Re: Query performance issue

От
Tomas Vondra
Дата:

On 1/22/21 3:35 AM, Justin Pryzby wrote:
> On Fri, Jan 22, 2021 at 01:53:26AM +0000, Nagaraj Raj wrote:
>> Tables ddl are attached in dbfiddle -- Postgres 11 | db<>fiddle
>> Postgres 11 | db<>fiddle
>> Server configuration is: Version: 10.11RAM - 320GBvCPU - 32 "maintenance_work_mem" 256MB"work_mem"            
1GB"shared_buffers"64GB
 
> 
>> Aggregate  (cost=31.54..31.55 rows=1 width=8) (actual time=0.010..0.012 rows=1 loops=1)
>>    ->  Nested Loop  (cost=0.00..31.54 rows=1 width=8) (actual time=0.007..0.008 rows=0 loops=1)
>>          Join Filter: (a.household_entity_proxy_id = c.household_entity_proxy_id)
>>          ->  Nested Loop  (cost=0.00..21.36 rows=1 width=16) (actual time=0.006..0.007 rows=0 loops=1)
>>                Join Filter: (a.individual_entity_proxy_id = b.individual_entity_proxy_id)
>>                ->  Seq Scan on prospect a  (cost=0.00..10.82 rows=1 width=16) (actual time=0.006..0.006 rows=0
loops=1)
>>                      Filter: (((last_contacted_anychannel_dttm IS NULL) OR (last_contacted_anychannel_dttm <
'2020-11-2300:00:00'::timestamp without time zone)) AND (shared_paddr_with_customer_ind = 'N'::bpchar) AND
(profane_wrd_ind= 'N'::bpchar) AND (tmo_ofnsv_name_ind = 'N'::bpchar) AND (has_individual_address = 'Y'::bpchar) AND
(has_last_name= 'Y'::bpchar) AND (has_first_name = 'Y'::bpchar))
 
>>                ->  Seq Scan on individual_demographic b  (cost=0.00..10.53 rows=1 width=8) (never executed)
>>                      Filter: ((tax_bnkrpt_dcsd_ind = 'N'::bpchar) AND (govt_prison_ind = 'N'::bpchar) AND
((cstmr_prspct_ind)::text= 'Prospect'::text))
 
>>          ->  Seq Scan on household_demographic c  (cost=0.00..10.14 rows=3 width=8) (never executed)
>>                Filter: (((hspnc_lang_prfrnc_cval)::text = ANY ('{B,E,X}'::text[])) OR (hspnc_lang_prfrnc_cval IS
NULL))
>> Planning Time: 1.384 ms
>> Execution Time: 0.206 ms
>> 13 rows
> 
> It's doing nested loops with estimated rowcount=1, which indicates a bad
> underestimate, and suggests that the conditions are redundant or correlated.
> 

No, it's not. The dbfiddle does that because it's using empty tables, 
but the plan shared by Nagaraj does not contain any nested loops.

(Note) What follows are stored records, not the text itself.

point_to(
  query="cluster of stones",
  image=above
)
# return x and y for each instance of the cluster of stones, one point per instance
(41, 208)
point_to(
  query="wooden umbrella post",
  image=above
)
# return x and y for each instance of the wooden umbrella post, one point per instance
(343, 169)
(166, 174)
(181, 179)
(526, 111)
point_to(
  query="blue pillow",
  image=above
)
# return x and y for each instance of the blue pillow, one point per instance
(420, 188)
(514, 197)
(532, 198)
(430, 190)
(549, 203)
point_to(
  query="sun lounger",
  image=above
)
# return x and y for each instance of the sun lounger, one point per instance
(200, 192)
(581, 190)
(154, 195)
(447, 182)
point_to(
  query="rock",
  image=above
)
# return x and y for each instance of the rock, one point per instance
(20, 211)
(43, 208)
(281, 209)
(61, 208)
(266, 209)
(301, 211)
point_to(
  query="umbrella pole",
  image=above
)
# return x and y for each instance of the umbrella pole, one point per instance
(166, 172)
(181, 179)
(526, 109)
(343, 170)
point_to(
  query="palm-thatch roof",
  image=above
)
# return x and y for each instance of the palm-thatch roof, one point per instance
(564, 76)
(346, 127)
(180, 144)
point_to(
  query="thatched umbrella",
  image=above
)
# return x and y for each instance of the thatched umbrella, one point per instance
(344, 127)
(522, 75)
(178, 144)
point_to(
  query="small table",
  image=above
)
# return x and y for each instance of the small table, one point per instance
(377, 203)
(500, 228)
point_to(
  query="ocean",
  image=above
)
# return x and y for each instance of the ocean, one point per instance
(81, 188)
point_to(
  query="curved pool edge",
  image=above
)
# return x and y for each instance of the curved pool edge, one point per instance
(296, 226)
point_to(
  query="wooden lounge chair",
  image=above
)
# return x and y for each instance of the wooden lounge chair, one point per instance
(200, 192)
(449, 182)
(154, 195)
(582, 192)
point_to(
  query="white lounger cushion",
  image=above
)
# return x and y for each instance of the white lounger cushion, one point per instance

Nagaraj, if the EXPLAIN ANALYZE does not complete, there are two things 
you can do to determine which part of the plan is causing trouble.

Firstly, you can profile the backend using perf or some other profiles, 
and if we're lucky the function will give us some hints about which node 
type is using the CPU.

Secondly, you can "cut" the query into smaller parts, to run only parts 
of the plan - essentially start from inner-most join, and incrementally 
add more and more tables until it gets too long.


regards

-- 
Tomas Vondra
EnterpriseDB: http://www.enterprisedb.com
The Enterprise PostgreSQL Company



Re: Query performance issue

От
Michael Lewis
Дата:
What indexes exist on those tables? How many rows do you expect to get back in total? Is the last_contacted_anychannel_dttm clause restrictive, or does that include most of the prospect table (check pg_stats for the histogram if you don't know).

and (a."shared_paddr_with_customer_ind" = 'N') 
               and (a."profane_wrd_ind" = 'N') 
               and (a."tmo_ofnsv_name_ind" = 'N')
                   and (a."has_individual_address" = 'Y') 
               and (a."has_last_name" = 'Y') 
       and (a."has_first_name" = 'Y'))

Are these conditions expected to throw out very few rows, or most of the table?

If you change both joins to EXISTS clauses, do you get the same plan when you run explain?